The principle of the clearing house and the method of making the exchanges is substantially the same everywhere, though slight differences in detail obtain in different cities. In small towns with only a few banks the process is very simple, the clearing house being merely a convenient meeting place for representatives of the several banks to exchange checks one against the other. In New York the Sub-Treasury has the privilege of clearing through the clearing house as an accommodation both to the banks and to itself. A peculiar system of settlement is used in the Boston Clearing House, and, in a modified form, in Pittsburgh and some other cities. At the close of the morning exchange in Boston representatives of the various banks borrow and lend balances and settle them by orders on the clearing house. Cannon says that sixty per cent of the total balances of the Boston Clearing House are now settled in this way. Thus bank A may find itself a heavy debtor to the clearing house while bank B has a large balance to its credit. A may then borrow from B which gives him an order on the clearing house and A turns in this order in the settlement of his balance later in the day. This, of course, amounts to a loan of money and rates of interest about equal to call money rates are charged.

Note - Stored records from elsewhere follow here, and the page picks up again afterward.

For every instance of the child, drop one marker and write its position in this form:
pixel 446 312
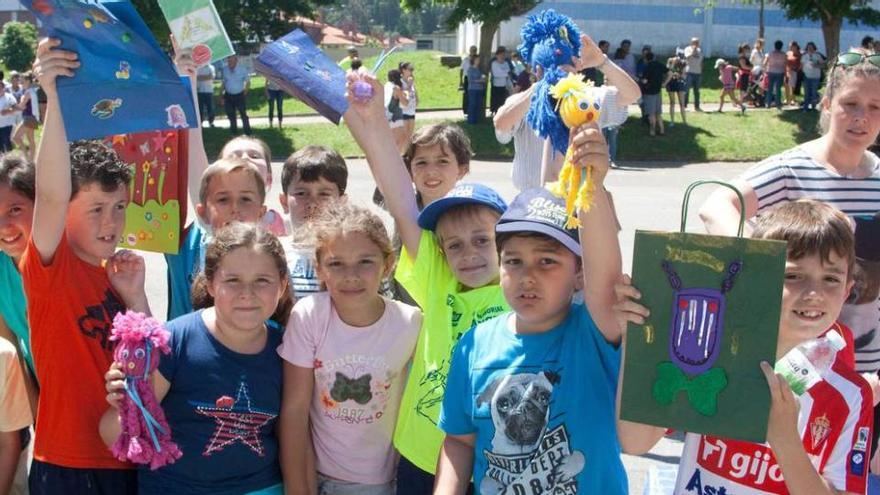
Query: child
pixel 448 266
pixel 220 386
pixel 256 151
pixel 347 351
pixel 530 397
pixel 438 156
pixel 728 83
pixel 79 216
pixel 824 446
pixel 15 418
pixel 230 190
pixel 312 178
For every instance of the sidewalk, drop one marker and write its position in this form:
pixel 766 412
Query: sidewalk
pixel 260 121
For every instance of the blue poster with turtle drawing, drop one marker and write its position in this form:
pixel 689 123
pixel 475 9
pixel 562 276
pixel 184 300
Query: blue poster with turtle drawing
pixel 126 83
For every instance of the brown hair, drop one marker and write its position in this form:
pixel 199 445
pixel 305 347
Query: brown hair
pixel 449 136
pixel 267 153
pixel 312 163
pixel 19 174
pixel 838 77
pixel 810 227
pixel 225 166
pixel 249 236
pixel 342 217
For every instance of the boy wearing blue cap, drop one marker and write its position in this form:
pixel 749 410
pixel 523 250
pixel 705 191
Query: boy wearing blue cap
pixel 530 402
pixel 448 265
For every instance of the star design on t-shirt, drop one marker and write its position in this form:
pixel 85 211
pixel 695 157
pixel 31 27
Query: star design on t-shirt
pixel 236 420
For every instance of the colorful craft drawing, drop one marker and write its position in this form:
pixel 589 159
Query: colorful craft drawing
pixel 112 43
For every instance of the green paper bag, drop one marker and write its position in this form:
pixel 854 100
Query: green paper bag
pixel 715 303
pixel 197 27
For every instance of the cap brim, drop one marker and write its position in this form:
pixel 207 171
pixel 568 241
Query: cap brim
pixel 541 228
pixel 431 214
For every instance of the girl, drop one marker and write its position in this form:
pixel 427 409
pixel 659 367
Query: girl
pixel 346 353
pixel 220 386
pixel 256 151
pixel 30 112
pixel 676 87
pixel 395 100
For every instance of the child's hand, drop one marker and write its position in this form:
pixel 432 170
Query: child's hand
pixel 126 271
pixel 51 63
pixel 626 309
pixel 114 382
pixel 589 149
pixel 784 406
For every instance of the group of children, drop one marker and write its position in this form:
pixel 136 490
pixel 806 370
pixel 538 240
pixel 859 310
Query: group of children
pixel 501 381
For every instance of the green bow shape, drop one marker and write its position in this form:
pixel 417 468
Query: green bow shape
pixel 702 389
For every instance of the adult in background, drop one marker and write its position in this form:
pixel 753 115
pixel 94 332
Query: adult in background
pixel 275 97
pixel 812 62
pixel 205 92
pixel 412 100
pixel 462 77
pixel 792 69
pixel 693 57
pixel 501 70
pixel 774 65
pixel 654 77
pixel 236 82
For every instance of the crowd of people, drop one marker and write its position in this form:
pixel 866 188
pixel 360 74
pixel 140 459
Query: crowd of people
pixel 294 366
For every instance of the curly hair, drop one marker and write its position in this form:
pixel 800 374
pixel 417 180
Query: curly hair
pixel 248 236
pixel 18 174
pixel 93 162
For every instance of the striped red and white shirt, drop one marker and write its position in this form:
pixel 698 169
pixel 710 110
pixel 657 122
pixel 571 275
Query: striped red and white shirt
pixel 835 422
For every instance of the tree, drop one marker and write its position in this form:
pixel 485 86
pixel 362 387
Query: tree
pixel 490 13
pixel 246 21
pixel 831 14
pixel 18 45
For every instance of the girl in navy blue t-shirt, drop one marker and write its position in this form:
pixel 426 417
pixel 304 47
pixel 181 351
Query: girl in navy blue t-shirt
pixel 220 386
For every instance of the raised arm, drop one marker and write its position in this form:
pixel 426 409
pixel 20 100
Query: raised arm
pixel 368 126
pixel 53 155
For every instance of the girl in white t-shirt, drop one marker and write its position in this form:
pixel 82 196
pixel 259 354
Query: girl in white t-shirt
pixel 346 351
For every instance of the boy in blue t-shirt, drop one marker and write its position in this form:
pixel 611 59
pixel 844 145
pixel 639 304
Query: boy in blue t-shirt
pixel 530 402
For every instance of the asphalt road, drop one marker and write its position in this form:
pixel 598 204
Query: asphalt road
pixel 647 196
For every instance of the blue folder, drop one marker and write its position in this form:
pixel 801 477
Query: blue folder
pixel 126 83
pixel 299 67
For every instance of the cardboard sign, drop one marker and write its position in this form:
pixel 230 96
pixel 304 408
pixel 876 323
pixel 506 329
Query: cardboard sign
pixel 157 190
pixel 197 27
pixel 695 363
pixel 300 68
pixel 126 83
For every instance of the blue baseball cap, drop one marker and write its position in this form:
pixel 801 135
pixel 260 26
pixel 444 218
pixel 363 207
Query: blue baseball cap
pixel 538 210
pixel 462 193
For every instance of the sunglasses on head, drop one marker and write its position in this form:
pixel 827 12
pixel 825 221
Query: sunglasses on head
pixel 854 58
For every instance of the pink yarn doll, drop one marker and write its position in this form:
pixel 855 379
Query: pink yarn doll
pixel 145 437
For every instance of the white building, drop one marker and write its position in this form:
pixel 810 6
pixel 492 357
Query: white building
pixel 667 24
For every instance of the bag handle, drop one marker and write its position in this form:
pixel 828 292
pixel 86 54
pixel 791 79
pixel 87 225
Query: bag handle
pixel 694 185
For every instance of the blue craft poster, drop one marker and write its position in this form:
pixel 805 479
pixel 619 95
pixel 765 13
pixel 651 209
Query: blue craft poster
pixel 126 83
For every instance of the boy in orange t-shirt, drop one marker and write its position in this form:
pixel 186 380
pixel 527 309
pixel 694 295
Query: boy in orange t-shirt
pixel 79 215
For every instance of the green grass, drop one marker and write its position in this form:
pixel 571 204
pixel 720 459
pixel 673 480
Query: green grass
pixel 707 137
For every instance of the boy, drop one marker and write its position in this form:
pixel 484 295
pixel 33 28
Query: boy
pixel 449 267
pixel 79 216
pixel 311 178
pixel 530 402
pixel 823 447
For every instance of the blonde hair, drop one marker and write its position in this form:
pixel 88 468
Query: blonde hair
pixel 342 217
pixel 226 166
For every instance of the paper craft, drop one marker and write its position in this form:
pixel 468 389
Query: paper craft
pixel 197 27
pixel 126 83
pixel 715 304
pixel 295 64
pixel 157 189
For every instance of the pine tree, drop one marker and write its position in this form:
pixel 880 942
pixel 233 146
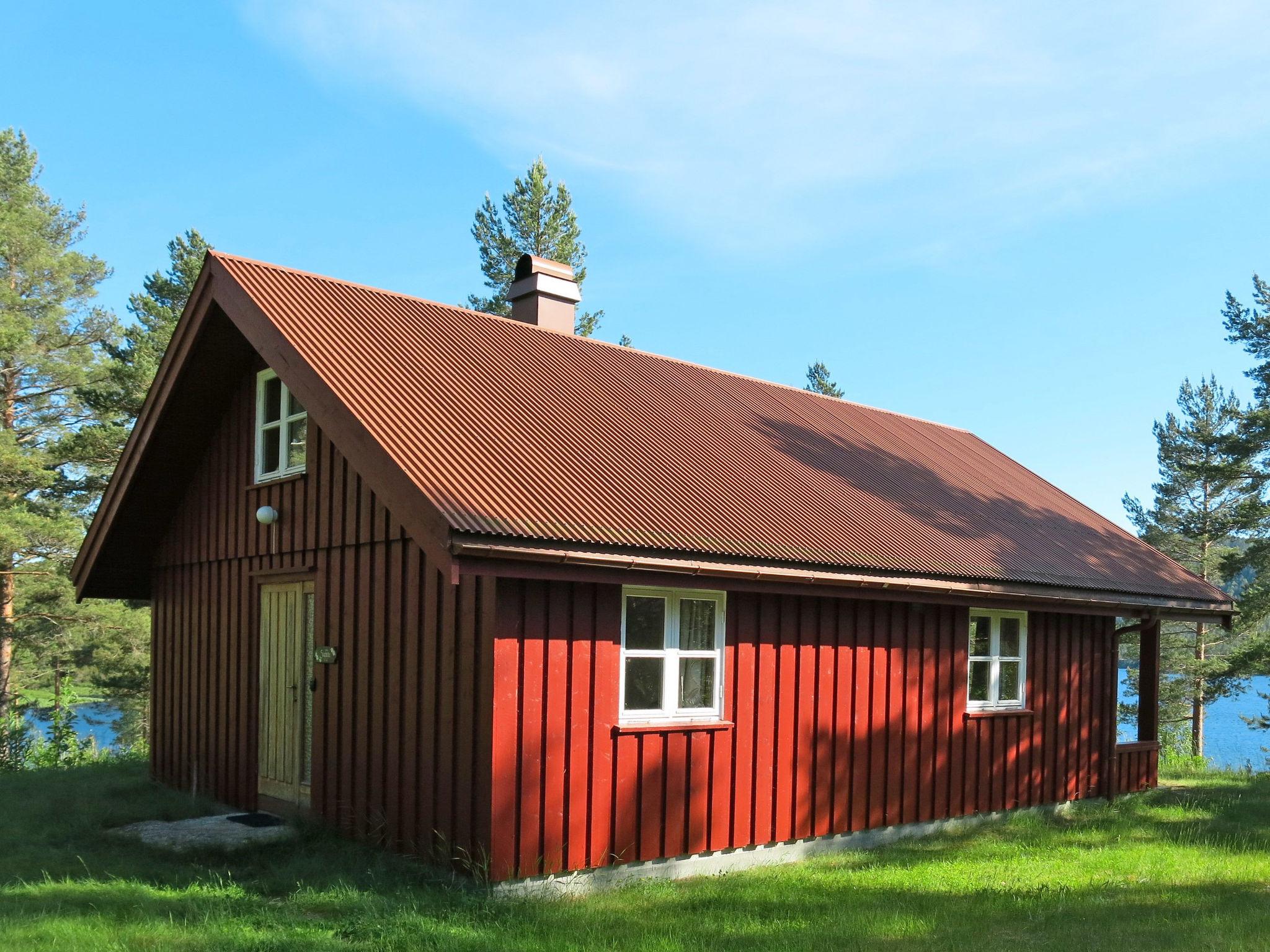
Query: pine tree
pixel 51 348
pixel 538 219
pixel 1250 328
pixel 818 381
pixel 1208 496
pixel 134 359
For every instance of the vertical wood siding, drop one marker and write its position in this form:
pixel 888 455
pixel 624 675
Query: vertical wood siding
pixel 846 715
pixel 401 720
pixel 1137 767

1 Cannon: Clearing Houses, pp. 36-42.

The New York Clearing House, which was organized in 1853, is of course the largest and most important in the country. Its volume of exchanges for the year 1912 averaged over $325,000,000 a day, and yet the cash required to handle this enormous total averaged only about $18,-000,000 a day, or a little over five per cent of the totals involved. The actual clearing in New York ordinarily takes less than a half hour's work. In other cities with a smaller volume of exchanges even less time is required.